Jermaine and Asjia were playing a couple of days after Christmas. Mesha's parents were in town. So were Jermaine's mother, grandmother and cousin.

"Who would you rather live with," Jermaine teased, "your mom or your dad?"

Asjia's response went straight to his heart.

"Daddy, why can't I live with both of you?" she asked.

O'Neal signed a seven-year, $126 million contract last summer. His future was secure, but undefined. He began thinking. He made some decisions.

On New Year's Day, he proposed to Mesha. She was shocked. She accepted. Their commitment to one another has deepened in the months since.

It was a busy New Year's. Jermaine already had provided his mother with the home, the cars, the clothes and baubles and security she had never had, but his sense of gratitude to his brother was no less keen. It was Clifford who worked throughout high school, stocking shelves at Food Lion, digging ditches for a construction company, bringing home his paycheck and giving it to his mother one week and to Jermaine the next, never keeping more than lunch money.

It was Clifford's turn. Jermaine, who has never filled out a job application, never had a job other than NBA forward, gave his brother $1 million Jan. 1 and set him up with the financial team that manages his fortune.

"If you love a person like my mom loved us, you should be able to sacrifice without any doubt or hesitation. My thing was to make sure they were all right," said Clifford, who plans to continue working and will move from Indianapolis to Livingston, N.J., at month's end. "I never expected my brother to do that. I just wanted him to be happy."

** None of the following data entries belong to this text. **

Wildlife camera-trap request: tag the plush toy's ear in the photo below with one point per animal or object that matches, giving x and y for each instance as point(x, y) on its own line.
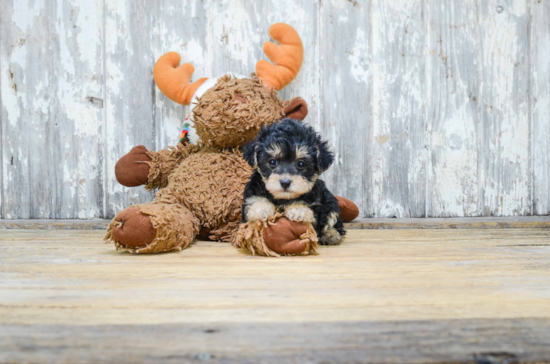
point(324, 157)
point(297, 109)
point(249, 153)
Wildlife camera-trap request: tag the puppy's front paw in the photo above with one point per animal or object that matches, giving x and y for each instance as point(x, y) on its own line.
point(299, 212)
point(259, 208)
point(330, 237)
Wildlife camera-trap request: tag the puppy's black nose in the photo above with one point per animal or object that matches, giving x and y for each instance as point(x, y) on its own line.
point(285, 183)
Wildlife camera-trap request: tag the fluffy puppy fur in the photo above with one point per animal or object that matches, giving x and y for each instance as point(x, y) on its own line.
point(288, 158)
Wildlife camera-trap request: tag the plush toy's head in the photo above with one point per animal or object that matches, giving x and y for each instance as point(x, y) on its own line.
point(228, 111)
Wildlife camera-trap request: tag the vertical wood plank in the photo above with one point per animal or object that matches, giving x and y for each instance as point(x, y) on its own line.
point(540, 104)
point(399, 154)
point(506, 169)
point(77, 117)
point(181, 27)
point(346, 91)
point(130, 99)
point(453, 115)
point(27, 142)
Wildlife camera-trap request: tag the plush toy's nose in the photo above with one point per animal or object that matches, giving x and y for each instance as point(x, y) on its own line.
point(285, 183)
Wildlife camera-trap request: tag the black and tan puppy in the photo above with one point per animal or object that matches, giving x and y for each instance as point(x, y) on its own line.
point(288, 158)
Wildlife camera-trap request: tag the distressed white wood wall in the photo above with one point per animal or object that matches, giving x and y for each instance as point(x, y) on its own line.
point(433, 108)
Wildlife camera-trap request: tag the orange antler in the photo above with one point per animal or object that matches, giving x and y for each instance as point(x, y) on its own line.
point(173, 81)
point(287, 57)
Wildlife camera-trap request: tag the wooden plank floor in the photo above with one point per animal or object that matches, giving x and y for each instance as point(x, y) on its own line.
point(395, 296)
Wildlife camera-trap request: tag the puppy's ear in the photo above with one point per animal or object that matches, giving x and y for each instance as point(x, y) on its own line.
point(296, 109)
point(324, 157)
point(249, 153)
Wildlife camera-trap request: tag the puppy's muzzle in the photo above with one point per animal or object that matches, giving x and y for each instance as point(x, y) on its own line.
point(285, 183)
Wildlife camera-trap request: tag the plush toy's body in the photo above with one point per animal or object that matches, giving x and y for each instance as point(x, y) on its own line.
point(201, 185)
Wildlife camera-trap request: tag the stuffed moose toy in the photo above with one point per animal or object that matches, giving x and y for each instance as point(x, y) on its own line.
point(201, 183)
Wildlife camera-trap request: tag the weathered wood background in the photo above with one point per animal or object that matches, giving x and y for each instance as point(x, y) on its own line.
point(433, 108)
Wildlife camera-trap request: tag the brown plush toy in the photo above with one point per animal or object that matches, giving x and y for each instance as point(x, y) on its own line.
point(201, 184)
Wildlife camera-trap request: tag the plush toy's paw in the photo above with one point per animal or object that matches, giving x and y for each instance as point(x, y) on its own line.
point(133, 229)
point(348, 210)
point(284, 236)
point(330, 237)
point(133, 169)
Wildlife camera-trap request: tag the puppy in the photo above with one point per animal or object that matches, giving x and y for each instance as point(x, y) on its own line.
point(288, 157)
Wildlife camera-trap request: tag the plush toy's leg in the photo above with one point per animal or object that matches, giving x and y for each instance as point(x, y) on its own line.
point(276, 236)
point(153, 228)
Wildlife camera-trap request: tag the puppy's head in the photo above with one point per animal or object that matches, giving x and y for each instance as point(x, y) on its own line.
point(290, 156)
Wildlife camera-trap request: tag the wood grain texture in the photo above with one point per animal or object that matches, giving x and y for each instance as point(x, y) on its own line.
point(345, 60)
point(518, 222)
point(436, 109)
point(388, 295)
point(540, 104)
point(401, 342)
point(506, 166)
point(71, 277)
point(399, 148)
point(180, 26)
point(29, 162)
point(454, 125)
point(130, 100)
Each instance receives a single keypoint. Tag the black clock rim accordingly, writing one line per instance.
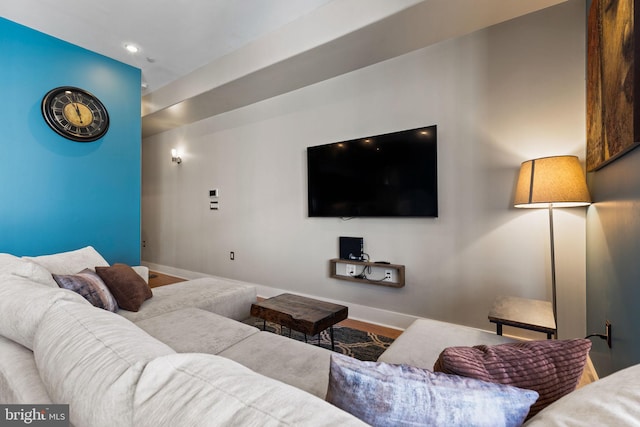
(53, 124)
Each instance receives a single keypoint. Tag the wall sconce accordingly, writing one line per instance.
(174, 156)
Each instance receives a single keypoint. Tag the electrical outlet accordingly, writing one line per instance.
(351, 270)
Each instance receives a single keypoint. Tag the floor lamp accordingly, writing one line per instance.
(551, 182)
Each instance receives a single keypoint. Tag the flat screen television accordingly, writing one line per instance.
(390, 175)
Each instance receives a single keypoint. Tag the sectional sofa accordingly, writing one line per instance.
(183, 358)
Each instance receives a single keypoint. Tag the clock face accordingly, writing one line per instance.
(75, 114)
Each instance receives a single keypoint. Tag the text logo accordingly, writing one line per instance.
(34, 415)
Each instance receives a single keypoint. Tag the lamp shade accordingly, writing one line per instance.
(551, 181)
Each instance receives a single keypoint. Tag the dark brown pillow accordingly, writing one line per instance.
(552, 367)
(129, 289)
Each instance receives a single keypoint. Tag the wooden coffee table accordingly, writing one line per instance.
(302, 314)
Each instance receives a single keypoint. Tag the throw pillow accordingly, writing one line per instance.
(88, 284)
(381, 394)
(129, 289)
(552, 367)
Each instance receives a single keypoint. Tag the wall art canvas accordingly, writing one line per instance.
(613, 117)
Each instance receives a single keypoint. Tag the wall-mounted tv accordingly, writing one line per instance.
(390, 175)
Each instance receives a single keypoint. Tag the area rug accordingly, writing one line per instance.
(361, 345)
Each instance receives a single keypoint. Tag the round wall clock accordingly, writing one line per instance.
(75, 114)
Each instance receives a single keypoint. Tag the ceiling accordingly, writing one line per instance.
(175, 37)
(200, 58)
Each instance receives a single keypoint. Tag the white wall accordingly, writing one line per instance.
(499, 96)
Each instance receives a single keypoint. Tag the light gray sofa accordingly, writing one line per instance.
(183, 359)
(57, 348)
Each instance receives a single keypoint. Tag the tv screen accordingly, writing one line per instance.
(391, 175)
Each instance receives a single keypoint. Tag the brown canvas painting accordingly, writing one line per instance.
(611, 85)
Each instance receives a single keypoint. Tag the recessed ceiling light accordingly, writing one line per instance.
(131, 48)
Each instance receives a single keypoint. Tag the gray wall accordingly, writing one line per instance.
(499, 96)
(613, 269)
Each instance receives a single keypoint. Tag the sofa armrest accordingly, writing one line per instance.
(143, 271)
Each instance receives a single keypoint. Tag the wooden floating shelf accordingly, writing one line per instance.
(399, 283)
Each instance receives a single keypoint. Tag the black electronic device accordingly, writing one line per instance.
(390, 175)
(351, 248)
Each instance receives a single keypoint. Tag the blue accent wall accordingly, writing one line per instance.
(57, 194)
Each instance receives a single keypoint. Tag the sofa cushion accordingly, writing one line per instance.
(293, 362)
(226, 297)
(552, 367)
(88, 284)
(611, 401)
(205, 390)
(423, 341)
(92, 360)
(192, 330)
(23, 303)
(129, 289)
(70, 262)
(10, 264)
(388, 395)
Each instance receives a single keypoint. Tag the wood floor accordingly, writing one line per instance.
(158, 279)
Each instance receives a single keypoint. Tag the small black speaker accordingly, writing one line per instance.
(351, 248)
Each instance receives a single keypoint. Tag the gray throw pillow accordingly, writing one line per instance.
(381, 394)
(88, 284)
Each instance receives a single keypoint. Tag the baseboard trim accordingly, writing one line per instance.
(376, 316)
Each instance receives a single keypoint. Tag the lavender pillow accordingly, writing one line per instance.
(88, 284)
(551, 367)
(381, 394)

That's where this story seems to be headed, for all parties. The cycle of hurt and poverty and absentee fatherhood and abuse has been broken.

It's a happy Father's Day.

06-20-2004, 02:35 PM
That is an awesome article.

06-20-2004, 03:53 PM
yeah it's a great tear jerking, PC, piece of fluff designed just for a day like today. Can she block shots tho? And has she declared early entry into the draft or is she gonna sit out another year first?

Piffle, I wanna know what's going on with his knee not his soul.

Pig Nash
06-20-2004, 04:36 PM
yeah it's a great tear jerking, PC, piece of fluff designed just for a day like today. Can she block shots tho? And has she declared early entry into the draft or is she gonna sit out another year first?

Piffle, I wanna know what's going on with his knee not his soul.

Damn, you really are a geezer. here's hoping maybe you can enjoy your family a little bit. :cry:

I think that geezer was just tryin to live up to his name their and overdid it. :unimpressed:

06-20-2004, 07:08 PM
Nice jersey in the bkgd of that picture.

06-20-2004, 07:11 PM
It's a cute story but I'm kinda with geezer on this one.
The story has nothing to do with wheter he is a good or bad franchise player. I'm with the former but it has nothing to do with his offcourt personality.

06-20-2004, 07:13 PM
Why anyone has any type of problem with this article is beyond me. It's sweet, it shows that JO loves his family, and that's all it's really meant to do IMO.

06-20-2004, 08:52 PM
Oh I have no trouble with the article, I thought it was fine. I just thought the header made no sense.

06-20-2004, 09:20 PM
If you have a hard time understanding the header then that is up to you.

It makes perfect sense, if you want someone to represent your product you want not only a picture of capacity (3d in MVP voting is that) but you want also a wholesome product, a famliy value endorsed product, hard to find in the NBA.

JO does a lot of things right, on and off the court and the latter is important in his form of rolemodel and superstar.
I rather have a superstar kids look up to and see that he is good to his GF?wife and Kid then one that grabs a headline for smugglingattempts of dope or violence or wifebeating.
This guy shows you it aint so "tough" to beat your GF up, it's far better to be nice to her.